Pago de Santiago, foto tomada de Feibu |
“A todos tomó declaración la policía, pero ninguno sabía más que lo que conté, que había salido para el lado de las Cortaderas Grandes”
Nadie se acuerda ahora quién mató a Salustiano, que le decíamos Shonona, por cuenta de quitarle la mujer, una tarde que lo topamos muerto, en un abra del monte cerca de las Cortaderas Grandes. Al finado lo hallamos con un balazo justo en medio de la frente, alguien dijo que no lo movieran hasta que llegue la policía y se fue a buscarla.Cuando llegó el comisario, se fue a buscar rastros con todos esos otros policías, como si hubieran sabido, pero la noche anterior había llovido así que no quedó ni una seña. De testigo había quedado el Máuser, tirado a unos veinte metros del fiambre, su hacha, el bote de agua y una bolsa de arpillera en que había llevado más balas y un pedazo de tortilla, ahora todo desparramado por el suelo y que a esa hora comían las hormigas.A todos tomó declaración la policía, pero ninguno sabía más que lo que conté, que había salido para el lado de las Cortaderas Grandes y que después lo fuimos a buscar, afligidos porque no volvía. Le contamos al comisario que esa noche no nos animamos porque se largó la tormenta y quién iba a andar en medio del barro, sin luz expuesto a los rayos. A los tres días, en un cajón que parecía de manzanas regresó de Santiago el cuerpo. Lo enterramos de apuro en el cementerio del Puesto. A esa hora hedía.
No sabíamos quién lo había matado, pero sí estábamos seguros, desde siempre, de que era familia, hermano, padre, tío, abuelo, cuñado, sobrino y primo del resto. Y había sido un buen hombre, con sus cosas nomás, como todos, pero muy buena gente, de ley, como los de antes.
Nadie más que nosotros, conocía ese pago, esas sendas, esos jumiales en medio de saladillos inmensos, esas huellas de zorra que un año robábamos —hacha, machete, fuego— al monte y al siguiente estaban sucias de ramas, tapadas por una soledad que era distancia, pobreza, olvido.
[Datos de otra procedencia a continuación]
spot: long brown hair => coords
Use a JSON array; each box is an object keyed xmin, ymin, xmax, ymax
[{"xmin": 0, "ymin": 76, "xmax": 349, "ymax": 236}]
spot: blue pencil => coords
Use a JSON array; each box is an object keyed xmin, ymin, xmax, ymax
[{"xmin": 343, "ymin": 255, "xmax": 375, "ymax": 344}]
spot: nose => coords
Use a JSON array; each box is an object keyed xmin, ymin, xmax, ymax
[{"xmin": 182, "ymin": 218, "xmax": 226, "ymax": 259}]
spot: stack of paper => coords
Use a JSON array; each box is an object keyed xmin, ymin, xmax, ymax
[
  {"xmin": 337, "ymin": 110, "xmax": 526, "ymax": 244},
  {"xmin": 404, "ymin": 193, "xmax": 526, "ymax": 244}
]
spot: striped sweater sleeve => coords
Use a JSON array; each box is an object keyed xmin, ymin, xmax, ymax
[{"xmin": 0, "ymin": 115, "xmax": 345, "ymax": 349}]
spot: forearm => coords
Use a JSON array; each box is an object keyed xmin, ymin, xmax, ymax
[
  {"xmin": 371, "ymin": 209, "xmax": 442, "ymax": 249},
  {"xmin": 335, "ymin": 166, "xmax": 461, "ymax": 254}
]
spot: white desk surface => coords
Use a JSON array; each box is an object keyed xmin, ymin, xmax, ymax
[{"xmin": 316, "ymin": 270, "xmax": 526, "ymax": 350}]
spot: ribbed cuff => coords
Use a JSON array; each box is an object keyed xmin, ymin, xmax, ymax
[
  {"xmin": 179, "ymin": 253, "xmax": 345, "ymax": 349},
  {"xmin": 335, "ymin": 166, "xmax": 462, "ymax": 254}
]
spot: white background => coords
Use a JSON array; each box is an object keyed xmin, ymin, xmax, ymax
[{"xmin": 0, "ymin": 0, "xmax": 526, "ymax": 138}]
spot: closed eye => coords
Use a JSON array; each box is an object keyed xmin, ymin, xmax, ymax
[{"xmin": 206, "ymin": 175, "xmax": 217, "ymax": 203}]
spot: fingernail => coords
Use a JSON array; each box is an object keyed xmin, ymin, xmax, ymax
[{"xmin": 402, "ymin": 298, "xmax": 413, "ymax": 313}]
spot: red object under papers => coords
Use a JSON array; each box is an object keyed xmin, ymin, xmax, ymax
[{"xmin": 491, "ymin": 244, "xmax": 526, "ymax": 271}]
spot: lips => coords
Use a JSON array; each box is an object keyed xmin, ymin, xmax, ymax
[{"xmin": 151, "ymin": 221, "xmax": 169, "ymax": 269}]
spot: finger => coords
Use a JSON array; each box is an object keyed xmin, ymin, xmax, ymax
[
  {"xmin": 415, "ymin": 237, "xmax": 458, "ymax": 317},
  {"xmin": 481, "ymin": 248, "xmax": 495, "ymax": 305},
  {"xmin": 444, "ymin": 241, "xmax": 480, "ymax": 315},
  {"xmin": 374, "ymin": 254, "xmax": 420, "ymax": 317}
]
Nos prometimos ayudar a la Orlanda, la viuda. Y nos sentíamos mal porque al final de cuentas uno de nosotros le debía el marido. Juramos que el día que halláramos al culpable lo mataríamos sin piedad con nuestras manos.
Quién iba a vivir tranquilo en el pago sabiendo que uno que se cruzaba todos los días yendo a la represa, lo acompañaba a campear la majada, le mandaba un queso de cabra para que pruebe lo había matado el pobre Salustiano, oiga. En las conversaciones desconfiábamos de los otros, porque nadie nos sacaba de la cabeza de que uno de nosotros lo había muerto.
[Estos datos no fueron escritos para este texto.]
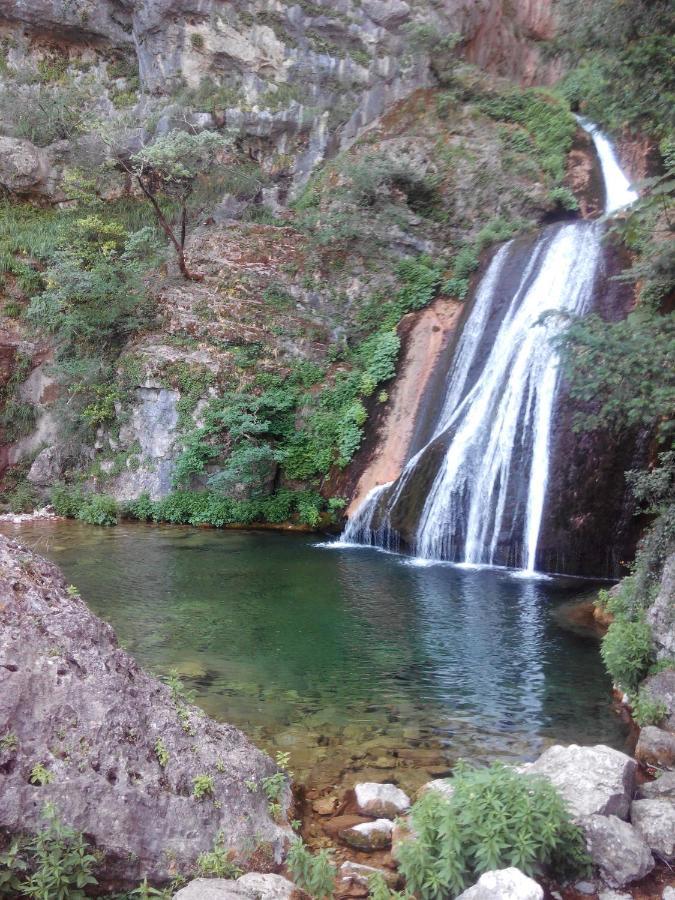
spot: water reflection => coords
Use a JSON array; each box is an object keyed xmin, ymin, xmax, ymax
[{"xmin": 3, "ymin": 522, "xmax": 624, "ymax": 777}]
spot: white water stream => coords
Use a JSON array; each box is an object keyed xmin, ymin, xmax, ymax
[{"xmin": 342, "ymin": 119, "xmax": 636, "ymax": 573}]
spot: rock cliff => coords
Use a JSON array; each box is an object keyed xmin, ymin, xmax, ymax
[{"xmin": 0, "ymin": 537, "xmax": 290, "ymax": 888}]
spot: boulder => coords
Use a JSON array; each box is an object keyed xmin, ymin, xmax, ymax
[
  {"xmin": 583, "ymin": 816, "xmax": 654, "ymax": 888},
  {"xmin": 417, "ymin": 778, "xmax": 455, "ymax": 800},
  {"xmin": 354, "ymin": 781, "xmax": 410, "ymax": 819},
  {"xmin": 519, "ymin": 744, "xmax": 637, "ymax": 822},
  {"xmin": 647, "ymin": 553, "xmax": 675, "ymax": 659},
  {"xmin": 641, "ymin": 669, "xmax": 675, "ymax": 732},
  {"xmin": 0, "ymin": 536, "xmax": 290, "ymax": 889},
  {"xmin": 635, "ymin": 725, "xmax": 675, "ymax": 769},
  {"xmin": 340, "ymin": 819, "xmax": 394, "ymax": 851},
  {"xmin": 630, "ymin": 797, "xmax": 675, "ymax": 860},
  {"xmin": 173, "ymin": 872, "xmax": 299, "ymax": 900},
  {"xmin": 457, "ymin": 868, "xmax": 544, "ymax": 900},
  {"xmin": 637, "ymin": 772, "xmax": 675, "ymax": 800},
  {"xmin": 0, "ymin": 137, "xmax": 52, "ymax": 196}
]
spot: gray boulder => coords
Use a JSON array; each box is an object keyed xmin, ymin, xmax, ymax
[
  {"xmin": 173, "ymin": 872, "xmax": 299, "ymax": 900},
  {"xmin": 583, "ymin": 816, "xmax": 654, "ymax": 888},
  {"xmin": 340, "ymin": 819, "xmax": 394, "ymax": 851},
  {"xmin": 520, "ymin": 744, "xmax": 637, "ymax": 821},
  {"xmin": 457, "ymin": 868, "xmax": 544, "ymax": 900},
  {"xmin": 635, "ymin": 725, "xmax": 675, "ymax": 769},
  {"xmin": 630, "ymin": 797, "xmax": 675, "ymax": 860},
  {"xmin": 0, "ymin": 137, "xmax": 52, "ymax": 195},
  {"xmin": 354, "ymin": 781, "xmax": 410, "ymax": 819},
  {"xmin": 647, "ymin": 553, "xmax": 675, "ymax": 659},
  {"xmin": 0, "ymin": 536, "xmax": 290, "ymax": 888}
]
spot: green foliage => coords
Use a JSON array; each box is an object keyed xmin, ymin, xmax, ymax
[
  {"xmin": 197, "ymin": 832, "xmax": 243, "ymax": 878},
  {"xmin": 155, "ymin": 738, "xmax": 170, "ymax": 769},
  {"xmin": 286, "ymin": 838, "xmax": 337, "ymax": 900},
  {"xmin": 192, "ymin": 775, "xmax": 215, "ymax": 800},
  {"xmin": 560, "ymin": 307, "xmax": 675, "ymax": 437},
  {"xmin": 28, "ymin": 763, "xmax": 54, "ymax": 787},
  {"xmin": 600, "ymin": 615, "xmax": 653, "ymax": 693},
  {"xmin": 479, "ymin": 88, "xmax": 577, "ymax": 183},
  {"xmin": 631, "ymin": 687, "xmax": 668, "ymax": 728},
  {"xmin": 0, "ymin": 803, "xmax": 98, "ymax": 900},
  {"xmin": 399, "ymin": 764, "xmax": 589, "ymax": 900}
]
Al tiempito Jovino avisó que se iba a trabajar a Buenos Aires. La madrugada que se marchaba del pago alguien la vio también a la Orlanda enfilar para el lado del pueblo. Cuando se juntaron en el camino, les dimos la voz de alto. “Ustedes han sido, maulas”, se sorprendieron y parece que recién entendieron lo que habían hecho.
Ahora descansa en paz en el cementerio del Puesto el pobre Salustiano, que le decían Shonona. Una flor de plástico descolorida adorna una solitaria cruz debajo de un churqui, que uno de estos días se ha de llevar el aire marchito del silencio de todos.
La policía nunca preguntó y nadie fue con el cuento.
Juan Manuel Aragón
A 29 de enero del 2025, en Mistol Cáido. Jugando a la pallana.